[racket] JSON module: why symbols for object keys? lists for arrays?

From: Erik Pearson (erik at adaptations.com)
Date: Mon Apr 22 19:54:47 EDT 2013

Hi Eli,

Wow, thanks for the great feedback.

On Mon, Apr 22, 2013 at 3:21 PM, Eli Barzilay <eli at barzilay.org> wrote:
> Two hours ago, Erik Pearson wrote:
>> Hi,
>>
>> I've just starting playing with JSON in racket. The goal is to use
>> JSON + Mustache-like templates to generate content.
>
> General comment: unless you have an explicit goal of supporting
> Mustache templates as-is, you should consider doing things in plain
> Racket.  IMO it works far better than the pile of half-baked hacks
> that is Mustache (at least AFAICS).  (I can go on for pages on this
> point, so I'll avoid it unless anyone's interested...)

I have a some extensive web sites built on Mustache-style templates. I
say style, because it is more based on the original ctemplate syntax
from Google, and avoids some of the Mustache limitations or Handlebars
extensions. It is very practical, in my experience, and easy enough to
implement (since it sticks with the very simple syntax.)

It is also very usable when combined with json: It is easy to "walk"
them in parallel, and to reason about how the template rendering
should behave in the presence some particular valid json data.

>
>
>> I've done this lots with CL and Javascript, now trying the Racket
>> approach. I'm wondering about a couple of design decisions for the
>> JSON module. For one, I was a bit surprised but not shocked to see
>> json object property keys implemented as symbols. I assume it is for
>> performance reasons? I know there is be a trade off between the cost
>> of converting strings to symbols, the efficiency of symbol-based eq
>> hash tables vs string equal hash tables, etc.
>
> I'm not responsible for the original representation decisions -- I
> just borrowed the ones made by Dave except for the `#\null' thing he
> used -- so I can't speak for him.  However, it seems to me that these
> decisions make sense given that it's almost obvious that the intention
> is to use hash tables with some symbol-like domain for keys.  So I
> don't think that there were any efficiency considerations, just an
> attempt to use the most natural representation given the vague spec.
>
>
>> For me there is also the increase in complexity when translating
>> from JSON to jsexpr -- when components of JSON are translated into
>> different objects in the host language it is yet another thing to
>> remember, multiple forms of symbols, another layer of coding.  [...]
>
> I'm not following what it is that is more complicated here.  The fact
> that there are different concrete syntaxes for the same symbols is not
> different from strings which have the same issue.  But either way,
> this shouldn't be an issue since you shouldn't care about the actual
> JSON source and just use the values that you read it as.  (So I'm
> guessing that I'm missing something here.)
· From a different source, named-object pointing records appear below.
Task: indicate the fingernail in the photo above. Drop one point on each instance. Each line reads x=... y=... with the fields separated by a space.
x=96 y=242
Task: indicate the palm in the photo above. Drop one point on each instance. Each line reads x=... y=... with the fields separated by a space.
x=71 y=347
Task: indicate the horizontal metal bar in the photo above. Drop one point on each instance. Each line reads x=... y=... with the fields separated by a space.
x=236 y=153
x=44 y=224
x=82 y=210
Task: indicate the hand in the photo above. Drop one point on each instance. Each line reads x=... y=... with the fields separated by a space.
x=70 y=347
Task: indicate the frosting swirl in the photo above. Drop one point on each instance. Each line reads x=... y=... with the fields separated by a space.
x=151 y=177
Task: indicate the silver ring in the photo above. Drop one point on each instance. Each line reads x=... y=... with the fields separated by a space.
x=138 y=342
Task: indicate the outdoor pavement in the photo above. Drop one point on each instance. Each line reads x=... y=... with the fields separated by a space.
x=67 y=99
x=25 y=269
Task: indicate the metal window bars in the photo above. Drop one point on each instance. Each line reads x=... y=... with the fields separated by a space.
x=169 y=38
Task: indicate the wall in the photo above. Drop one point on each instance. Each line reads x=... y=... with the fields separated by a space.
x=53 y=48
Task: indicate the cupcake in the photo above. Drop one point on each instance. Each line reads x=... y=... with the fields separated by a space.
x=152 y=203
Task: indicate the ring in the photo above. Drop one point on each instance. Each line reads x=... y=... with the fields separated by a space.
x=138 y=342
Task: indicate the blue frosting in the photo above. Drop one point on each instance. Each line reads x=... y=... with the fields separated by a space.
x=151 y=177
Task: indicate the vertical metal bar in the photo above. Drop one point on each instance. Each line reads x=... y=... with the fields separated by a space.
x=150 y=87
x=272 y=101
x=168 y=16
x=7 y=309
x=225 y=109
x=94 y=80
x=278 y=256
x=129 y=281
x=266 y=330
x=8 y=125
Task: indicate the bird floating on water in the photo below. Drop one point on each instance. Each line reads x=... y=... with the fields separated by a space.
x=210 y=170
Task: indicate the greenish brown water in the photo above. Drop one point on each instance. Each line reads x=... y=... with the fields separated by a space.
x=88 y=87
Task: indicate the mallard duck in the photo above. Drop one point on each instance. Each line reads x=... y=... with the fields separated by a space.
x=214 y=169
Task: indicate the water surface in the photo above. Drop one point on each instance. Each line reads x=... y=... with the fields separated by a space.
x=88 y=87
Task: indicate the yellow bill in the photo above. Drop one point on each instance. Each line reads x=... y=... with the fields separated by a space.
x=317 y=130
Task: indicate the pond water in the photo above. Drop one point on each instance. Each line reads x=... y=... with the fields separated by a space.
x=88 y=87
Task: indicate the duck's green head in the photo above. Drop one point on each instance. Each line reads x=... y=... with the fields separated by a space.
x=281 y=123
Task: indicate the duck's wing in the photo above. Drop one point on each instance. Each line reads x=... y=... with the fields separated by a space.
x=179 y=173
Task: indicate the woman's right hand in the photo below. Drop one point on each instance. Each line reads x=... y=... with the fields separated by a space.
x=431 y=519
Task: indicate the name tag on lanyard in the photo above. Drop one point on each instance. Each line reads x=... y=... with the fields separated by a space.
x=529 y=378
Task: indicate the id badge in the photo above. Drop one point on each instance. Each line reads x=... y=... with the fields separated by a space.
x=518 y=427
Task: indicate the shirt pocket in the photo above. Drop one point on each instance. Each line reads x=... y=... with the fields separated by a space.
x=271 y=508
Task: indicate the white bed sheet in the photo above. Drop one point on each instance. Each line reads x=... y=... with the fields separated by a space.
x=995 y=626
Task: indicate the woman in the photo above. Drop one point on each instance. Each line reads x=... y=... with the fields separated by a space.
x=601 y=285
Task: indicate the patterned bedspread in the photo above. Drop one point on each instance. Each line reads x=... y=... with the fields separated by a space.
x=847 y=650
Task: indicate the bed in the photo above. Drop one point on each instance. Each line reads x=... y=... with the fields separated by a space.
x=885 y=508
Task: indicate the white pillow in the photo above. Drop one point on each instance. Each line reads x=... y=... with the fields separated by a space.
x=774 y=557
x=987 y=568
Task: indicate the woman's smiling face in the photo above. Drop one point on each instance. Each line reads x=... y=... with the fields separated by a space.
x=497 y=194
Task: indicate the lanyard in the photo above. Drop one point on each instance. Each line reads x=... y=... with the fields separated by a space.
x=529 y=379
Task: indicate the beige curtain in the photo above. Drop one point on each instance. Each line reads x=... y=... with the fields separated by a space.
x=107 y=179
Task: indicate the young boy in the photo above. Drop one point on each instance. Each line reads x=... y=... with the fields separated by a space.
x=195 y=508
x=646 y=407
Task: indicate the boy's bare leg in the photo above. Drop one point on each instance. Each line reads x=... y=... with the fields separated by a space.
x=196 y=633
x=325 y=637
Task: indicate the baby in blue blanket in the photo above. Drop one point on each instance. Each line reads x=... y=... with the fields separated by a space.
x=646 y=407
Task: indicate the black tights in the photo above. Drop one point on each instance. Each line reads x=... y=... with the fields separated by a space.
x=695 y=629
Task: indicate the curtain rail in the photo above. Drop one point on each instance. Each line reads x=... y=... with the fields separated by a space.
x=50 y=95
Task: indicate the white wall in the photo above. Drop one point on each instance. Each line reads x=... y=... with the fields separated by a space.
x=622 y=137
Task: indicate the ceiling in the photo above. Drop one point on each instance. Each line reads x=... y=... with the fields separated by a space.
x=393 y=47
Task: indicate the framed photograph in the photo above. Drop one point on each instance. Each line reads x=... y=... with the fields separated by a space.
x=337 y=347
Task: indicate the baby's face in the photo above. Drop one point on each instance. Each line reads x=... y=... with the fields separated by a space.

On the face of it, json defines strings, so does Racket, strings are
used as values, strings are used as keys, why mess that up? Using
symbols to me makes it more complicated in a couple of ways. What is
the impact of putting arbitrary user data into the symbol space?
Performance? Symbol table exhaustion? Some other interference with
program logic due to symbol corruption? I don't know. Unless there is
a good reason, why bother with introducing these unknowns? Maybe this
is a CL bias on my part? For another, the representation of symbols in
the reader can be either single quote for simple symbols, or
bar-delimited for more complicated ones. This makes creation of json
literals in racket a bit of a pain. In general, I don't see a good
reason to conflate strings with symbols in this case. (I do recognise
the familiarity of symbols for hash keys in Scheme, tho.)

>
>
>> There is a similar issue with lists being used to represent JSON
>> arrays, over the more obvious choice of Racket vector. Maybe this is
>> because there are more core functions for dealing with lists
>> compared to the limited number for vectors (for data processing type
>> things like foldl). I suppose it is YMMV depending on how you use
>> the data.  Random element access, simple iteration, or more complex
>> folding, etc.
>
> Here too, I think that the vague intention is "some ordered list of
> values", so it makes sense to use he datatype that is most common in
> your language.  In JS this is obviously arrays, and in all Lisps I
> think that lists make more sense.  For most cases I think that the
> performance consideration is irrelevant anyway, since the lists would
> be very short, and since you usually view them as a list rather as a
> random-access ordered mapping.  If you get to a point where the cost
> of lists makes a difference, then my guess is that using JSON can
> become questionable -- and in rare cases that it does make sense
> (perhaps because some upstream you don't control), some streaming API
> as Neil mentioned can make more sense.

Yeah, I can see that, and it doesn't really make much of a difference.
In the CL implementation, I sometimes pine for an array to be a list.
But it works through an api, mostly, so that detail is not normally
important. To implement bidirectional translation between native types
to and json types, though, it is something to consider. For instance,
if you use alists for objects, then it is sensible to pick vectors for
arrays, so that you can do simple type matching. With objects
represented as hash tables, list is available. Of course, types
specifically designed for json make this moot. (But a native
representation is always useful to have.)

>
> And speaking about this streaming interface: I had considered it too,
> but I think that for most uses it is an overkill.  The idea is
> basically a fully parameterized parser with used defined functions for
> the constructors -- and taking it further you get the functions to be
> more like continuations that can dictate how parsing proceeds, or even
> the ability to use different constructors at different levels etc.
> It's tempting in its generality, but I chose the simpler code since if
> the super-general thing becomes needed enough, it's easy to implement
> it and maintain the current functionality as the default case.

>
>
>> Anyway, I was hoping the authors or associates could comment on
>> these design decisions. A related topic is whether the approach of
>> the JSON module to allow specification of implementation for NULL,
>> for instance, could be extended to Objects and Arrays. On the other
>> hand, maybe it is better to fork a new JSON module with different
>> and specific implementation details, either for personal use or as
>> part of the standard library (it takes about 5 minutes to make the
>> necessary changes.)
>
> The reason for the parameterized null value was that the original code
> used the #\null character to represent nulls, which is something that
> I viewed as a bad type pun...  So I left in a parameter and an
> argument to make it easy to use it for easy porting if needed.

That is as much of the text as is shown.